Context: I am programming a flight controller for an autonomous drone. I want it to be able to hover in place so I am working on a PID controller for the throttle to keep vertical velocity at 0. (Assume the drone is level with respect to gravity as I have a separate PID controller for that).

Since I am dealing with velocity rather than acceleration but my only sensor is an IMU, I am trying to integrate the acceleration data to get velocity. However, when I do this it introduces a lot of drift, and I have tried several ways of correcting for the drift but none of them have produced useable results.

My question is this: Can I use a lowpass filter on the acceleration data instead of an integrator and would it eliminate drift?

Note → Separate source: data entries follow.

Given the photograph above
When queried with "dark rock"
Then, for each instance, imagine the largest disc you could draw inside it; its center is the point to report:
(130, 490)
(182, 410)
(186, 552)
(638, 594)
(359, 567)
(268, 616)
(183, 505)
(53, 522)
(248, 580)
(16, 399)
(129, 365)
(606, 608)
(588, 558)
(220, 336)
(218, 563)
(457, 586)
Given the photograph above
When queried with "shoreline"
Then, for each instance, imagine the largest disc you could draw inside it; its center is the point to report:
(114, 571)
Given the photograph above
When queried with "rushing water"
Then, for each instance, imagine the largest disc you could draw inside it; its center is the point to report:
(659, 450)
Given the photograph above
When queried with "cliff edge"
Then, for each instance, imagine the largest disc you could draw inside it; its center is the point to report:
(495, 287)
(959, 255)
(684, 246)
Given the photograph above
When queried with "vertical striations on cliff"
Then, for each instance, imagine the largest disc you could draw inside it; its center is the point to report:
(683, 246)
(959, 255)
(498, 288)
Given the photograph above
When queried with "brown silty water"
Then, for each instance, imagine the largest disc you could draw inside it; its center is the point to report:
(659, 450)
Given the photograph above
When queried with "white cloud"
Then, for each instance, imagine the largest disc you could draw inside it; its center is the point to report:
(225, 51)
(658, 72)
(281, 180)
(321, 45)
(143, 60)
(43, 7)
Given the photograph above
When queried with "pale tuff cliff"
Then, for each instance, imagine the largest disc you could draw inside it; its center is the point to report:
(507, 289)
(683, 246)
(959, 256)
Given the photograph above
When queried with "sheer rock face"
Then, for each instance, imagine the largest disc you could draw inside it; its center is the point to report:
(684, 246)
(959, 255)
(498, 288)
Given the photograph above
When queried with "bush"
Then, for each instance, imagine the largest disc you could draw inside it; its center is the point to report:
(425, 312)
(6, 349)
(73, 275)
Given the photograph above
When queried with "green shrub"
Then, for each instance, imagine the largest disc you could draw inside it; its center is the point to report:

I don't care about the accuracy of the result because I am finding the gains of the PID controller experimentally. As long as it is precise and does not drift it should work.

  • \$\begingroup\$ Put a resistor across your integrator's capacitor to handle drift. \$\endgroup\$ – Hearth Mar 22 at 1:05
  • \$\begingroup\$ @Hearth I'm doing this in software, sorry if it was unclear \$\endgroup\$ – Plasmabot Mar 22 at 1:06
  • \$\begingroup\$ Please see this: dsp.stackexchange.com/a/54088/41790. Basically, a ‘leaky integrator’, correctly analyzed. \$\endgroup\$ – Ed V Mar 22 at 2:13
  • \$\begingroup\$ "I'm doing this in software, sorry if it was unclear " That would make it a software question not electronics :-) \$\endgroup\$ – Oldfart Mar 22 at 7:48

Can I use a lowpass filter on the acceleration data instead of an integrator and would it eliminate drift?

You probably do want to low pass filter it, but only to eliminate high frequency noise and vibration - not drift.

Your ultimate goal is to hold a fixed vertical position, but the accelerometer only gives the rate of change in velocity. So to get absolute position you calibrate it for zero acceleration when stationary, then integrate the output to get velocity, and integrate that to get distance (height).

If the sensor was perfectly accurate and didn't drift at all then the integrated height output wouldn't drift. However in practice there will be some drift, and a small vertical acceleration will still occur. The only practical way to eliminate this is to have an absolute height input, eg. from a ground distance sensor, altimeter (air pressure sensor), or GPS. If you have that then you can high pass filter the integration to eliminate drift from it (but lose long-term height information), then add in low pass filtered absolute position information for total height control.

Note that while double integration makes the height drift very sensitive to accelerometer errors, the acceleration output is rapid so short-term stability can be very good, whereas an absolute height sensor may be too slow and/or inaccurate for this purpose. So for best stability you need both sensor types.